The result is a child with three genetic "parents." The first — and so far only — baby known to be conceived this way was born this year to a woman who had lost two other children to Leigh syndrome.
Three-parent IVF has not been approved for use in the United States, though the National Academies of Sciences, Engineering and Medicine has endorsed its use as long as certain ethical conditions are met.
In the United Kingdom, scientists advising the Human Fertilisation and Embryology Authority offered fresh support for the technology on Wednesday. If the HFEA gives final approval, the U.K.'s first three-parent babies could be born next year.
However, one potential problem with this technique is that when specialists transfer a woman's nuclear DNA into a donor egg, a small amount of her faulty mitochondrial DNA may come along for the ride. A team of scientists overseen by Shoukhrat Mitalipov of the Oregon Health & Science University wanted to see just how much risk this presented for couples.
So they collected eggs from four women who had children with Leigh syndrome and from one women whose child had MELAS. They also retrieved eggs from 11 women who did not have any harmful mutations in their mitochondrial DNA.
The scientists removed the nuclear DNA from dozens of eggs from healthy donors. In 13 of those eggs, they inserted nuclear DNA from mothers of children with mitochondrial diseases. In an additional 36 eggs, they used nuclear DNA from one of the healthy donors; these eggs served as controls.
In tests, both groups of eggs had similar fertilization rates. Overall, about 75% of the fertilized eggs developed to the blastocyst stage, about five days into embryonic development, according to a study published Wednesday in the journal Nature.
A total of 22 fertilized eggs were examined to see how much of their mitochondrial DNA came from women with disease mutations and how much came from the healthy donors. In all 22 cases, more than 99% was from the donors, the team reported.
The researchers also took 15 embryos and converted them into embryonic stem cells. All of the embryos were made with "control" eggs that combined mitochondrial DNA from one healthy donor with the nuclear DNA of another healthy donor. In two of these cell lines, the transplanted nuclear DNA brought with it mitochondrial DNA that wound up overtaking the mitochondrial DNA that was native to the egg, the researchers found.
If this had been a situation involving a mother with faulty mitochondrial DNA and the embryo had grown into a baby, the results might have been disastrous.
So the study authors analyzed patterns among those 15 stem cell lines and identified certain combinations that seemed to benefit the hitchhiking mitochondrial DNA. To get around this problem, they recommended that fertility specialists who perform three-parent IVF match their patients with egg donors who are not just mutation-free but also "compatible," they wrote.
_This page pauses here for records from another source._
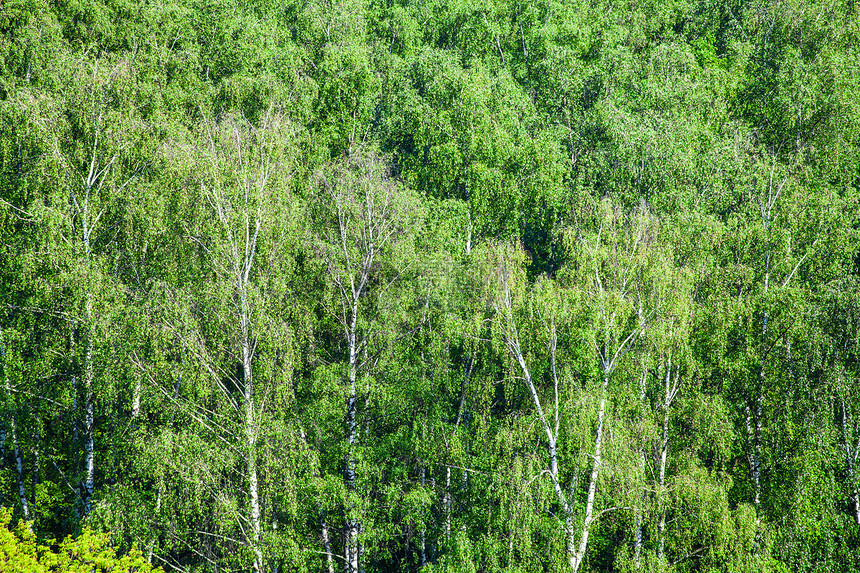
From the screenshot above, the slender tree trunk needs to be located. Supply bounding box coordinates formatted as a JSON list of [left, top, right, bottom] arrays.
[[31, 426, 40, 509], [344, 299, 360, 573], [634, 365, 647, 572], [840, 398, 860, 525], [78, 139, 99, 518], [657, 373, 670, 562], [444, 354, 472, 539], [753, 388, 762, 510], [444, 466, 452, 538], [656, 356, 682, 564], [12, 423, 29, 520], [147, 485, 162, 563], [246, 390, 263, 573], [465, 213, 472, 255], [464, 169, 472, 255], [420, 467, 427, 568], [80, 195, 95, 516], [743, 364, 764, 532], [2, 338, 30, 520], [131, 378, 142, 419], [752, 230, 770, 518], [848, 462, 860, 525], [83, 294, 95, 516], [70, 326, 82, 519], [71, 328, 79, 446], [241, 288, 263, 573], [498, 268, 609, 573], [169, 373, 181, 425], [569, 381, 606, 573], [321, 507, 335, 573]]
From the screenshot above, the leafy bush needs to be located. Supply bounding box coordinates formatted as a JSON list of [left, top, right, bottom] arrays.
[[0, 508, 160, 573]]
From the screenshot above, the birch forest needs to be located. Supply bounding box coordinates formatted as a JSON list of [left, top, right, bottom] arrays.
[[2, 0, 860, 571]]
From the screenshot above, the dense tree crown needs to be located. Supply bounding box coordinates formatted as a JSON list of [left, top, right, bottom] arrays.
[[1, 0, 859, 572]]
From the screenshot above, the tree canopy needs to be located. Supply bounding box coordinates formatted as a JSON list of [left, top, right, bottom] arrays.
[[1, 0, 859, 572]]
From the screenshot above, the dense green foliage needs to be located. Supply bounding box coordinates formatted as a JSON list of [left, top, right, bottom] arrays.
[[0, 508, 159, 572], [1, 0, 859, 571]]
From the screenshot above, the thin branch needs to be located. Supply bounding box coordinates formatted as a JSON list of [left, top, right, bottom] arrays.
[[781, 237, 819, 288]]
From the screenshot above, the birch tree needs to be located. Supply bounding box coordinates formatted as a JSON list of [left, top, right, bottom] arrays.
[[489, 200, 652, 573], [644, 284, 693, 565], [563, 200, 654, 573], [717, 148, 830, 529], [490, 242, 579, 571], [312, 148, 423, 573], [28, 54, 150, 518], [0, 329, 30, 521], [141, 110, 299, 573], [820, 280, 860, 527]]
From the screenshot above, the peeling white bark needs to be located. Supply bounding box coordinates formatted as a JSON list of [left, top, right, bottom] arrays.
[[840, 397, 860, 525], [14, 428, 29, 520], [131, 378, 142, 419], [207, 120, 269, 573], [321, 507, 335, 573], [657, 357, 679, 563], [344, 296, 360, 573], [83, 295, 95, 516], [495, 252, 638, 573], [2, 332, 29, 520], [319, 151, 409, 573], [244, 319, 263, 573], [444, 354, 472, 539], [569, 384, 605, 573]]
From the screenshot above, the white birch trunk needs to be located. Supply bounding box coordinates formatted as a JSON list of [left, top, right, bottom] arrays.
[[445, 466, 452, 538], [655, 356, 682, 564], [464, 168, 472, 256], [209, 141, 267, 572], [444, 355, 472, 539], [496, 260, 616, 573], [634, 365, 647, 572], [78, 111, 100, 518], [852, 484, 860, 525], [344, 299, 360, 573], [83, 293, 95, 516], [322, 152, 404, 573], [840, 398, 860, 525], [131, 378, 142, 419], [71, 328, 79, 446], [569, 387, 606, 573], [465, 212, 472, 256], [31, 427, 40, 509], [753, 392, 762, 510], [2, 336, 30, 520], [752, 214, 771, 518], [243, 318, 263, 573], [147, 485, 162, 563], [420, 467, 427, 568], [236, 219, 263, 573], [849, 466, 860, 525], [657, 392, 670, 561], [321, 508, 336, 573], [13, 426, 29, 520], [169, 373, 181, 425]]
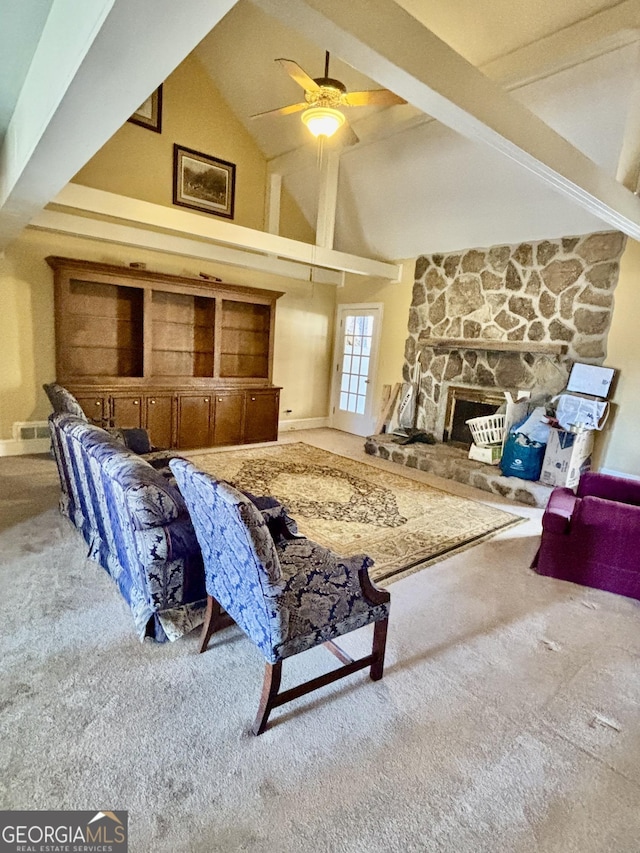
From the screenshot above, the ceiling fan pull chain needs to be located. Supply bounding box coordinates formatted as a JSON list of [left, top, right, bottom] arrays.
[[324, 50, 330, 78]]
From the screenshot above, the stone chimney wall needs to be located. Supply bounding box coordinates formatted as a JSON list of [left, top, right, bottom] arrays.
[[403, 231, 626, 436]]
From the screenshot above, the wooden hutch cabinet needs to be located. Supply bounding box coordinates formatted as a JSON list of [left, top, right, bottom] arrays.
[[48, 257, 283, 449]]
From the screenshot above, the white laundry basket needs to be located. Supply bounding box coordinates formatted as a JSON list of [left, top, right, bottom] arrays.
[[466, 413, 505, 447]]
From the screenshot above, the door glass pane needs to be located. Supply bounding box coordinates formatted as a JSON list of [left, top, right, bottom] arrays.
[[337, 312, 375, 415]]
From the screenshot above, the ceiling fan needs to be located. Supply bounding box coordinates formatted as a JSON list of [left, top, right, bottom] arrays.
[[251, 51, 407, 144]]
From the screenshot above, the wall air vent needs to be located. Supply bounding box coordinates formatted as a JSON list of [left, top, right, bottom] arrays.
[[13, 421, 50, 441], [0, 421, 52, 456]]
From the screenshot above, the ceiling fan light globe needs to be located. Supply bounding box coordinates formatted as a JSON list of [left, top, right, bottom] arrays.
[[301, 106, 345, 138]]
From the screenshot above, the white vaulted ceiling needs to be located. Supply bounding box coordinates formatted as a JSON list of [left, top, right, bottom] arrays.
[[195, 0, 640, 258], [330, 42, 640, 257], [2, 0, 640, 265]]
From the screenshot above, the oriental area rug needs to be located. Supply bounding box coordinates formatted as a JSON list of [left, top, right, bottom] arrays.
[[191, 443, 524, 584]]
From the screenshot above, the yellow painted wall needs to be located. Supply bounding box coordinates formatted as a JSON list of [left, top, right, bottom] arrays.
[[72, 52, 314, 243], [0, 244, 56, 437], [337, 261, 414, 425], [597, 237, 640, 477], [74, 53, 265, 230], [0, 229, 334, 439], [0, 46, 324, 442]]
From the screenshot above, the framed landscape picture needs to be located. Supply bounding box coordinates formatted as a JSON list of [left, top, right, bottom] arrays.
[[173, 144, 236, 219], [128, 85, 163, 133]]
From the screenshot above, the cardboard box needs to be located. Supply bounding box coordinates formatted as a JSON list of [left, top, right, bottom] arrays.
[[468, 443, 502, 465], [539, 428, 594, 488]]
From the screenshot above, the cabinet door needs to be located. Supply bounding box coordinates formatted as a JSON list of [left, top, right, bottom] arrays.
[[110, 394, 143, 429], [244, 390, 280, 443], [145, 395, 175, 449], [75, 395, 108, 426], [177, 394, 212, 449], [212, 392, 245, 447]]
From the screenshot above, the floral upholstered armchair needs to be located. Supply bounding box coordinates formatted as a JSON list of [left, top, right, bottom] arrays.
[[169, 458, 391, 735]]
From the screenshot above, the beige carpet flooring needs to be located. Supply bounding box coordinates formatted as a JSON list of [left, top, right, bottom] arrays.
[[192, 442, 523, 583], [2, 430, 640, 852]]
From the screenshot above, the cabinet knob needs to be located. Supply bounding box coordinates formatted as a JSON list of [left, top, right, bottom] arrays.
[[150, 399, 156, 405], [133, 399, 139, 405], [218, 397, 223, 402], [204, 398, 209, 403], [251, 396, 256, 401], [95, 401, 101, 406]]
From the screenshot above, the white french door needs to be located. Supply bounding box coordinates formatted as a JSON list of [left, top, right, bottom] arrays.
[[331, 304, 382, 436]]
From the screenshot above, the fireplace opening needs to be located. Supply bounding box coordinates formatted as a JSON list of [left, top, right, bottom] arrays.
[[443, 386, 505, 446]]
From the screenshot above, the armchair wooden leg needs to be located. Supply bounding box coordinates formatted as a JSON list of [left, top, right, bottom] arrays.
[[370, 618, 388, 681], [252, 661, 282, 736], [198, 596, 238, 653], [199, 595, 218, 653], [250, 620, 390, 734]]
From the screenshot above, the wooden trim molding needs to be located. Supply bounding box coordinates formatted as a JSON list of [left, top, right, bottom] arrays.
[[419, 335, 568, 356], [45, 184, 403, 281]]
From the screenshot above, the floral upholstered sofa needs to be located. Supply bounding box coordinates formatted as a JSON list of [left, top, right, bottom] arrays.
[[49, 412, 206, 641]]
Such matches "should be possible," Eric Shoubridge wrote in a commentary that accompanied the study. Shoubridge studies the molecular genetics of mitochondrial diseases at McGill University in Montreal.
Dr. Dusko Ilic, a stem cell researcher at King's College London, said the study's findings were "extremely valuable." By carefully choosing an egg donor on the basis of her mitochondrial DNA, doctors can minimize the risk to patients seeking healthy babies.
"I hope that the teams working on mitochondrial replacement therapies will take this finding on board and implement the screening … in clinical practice," he said.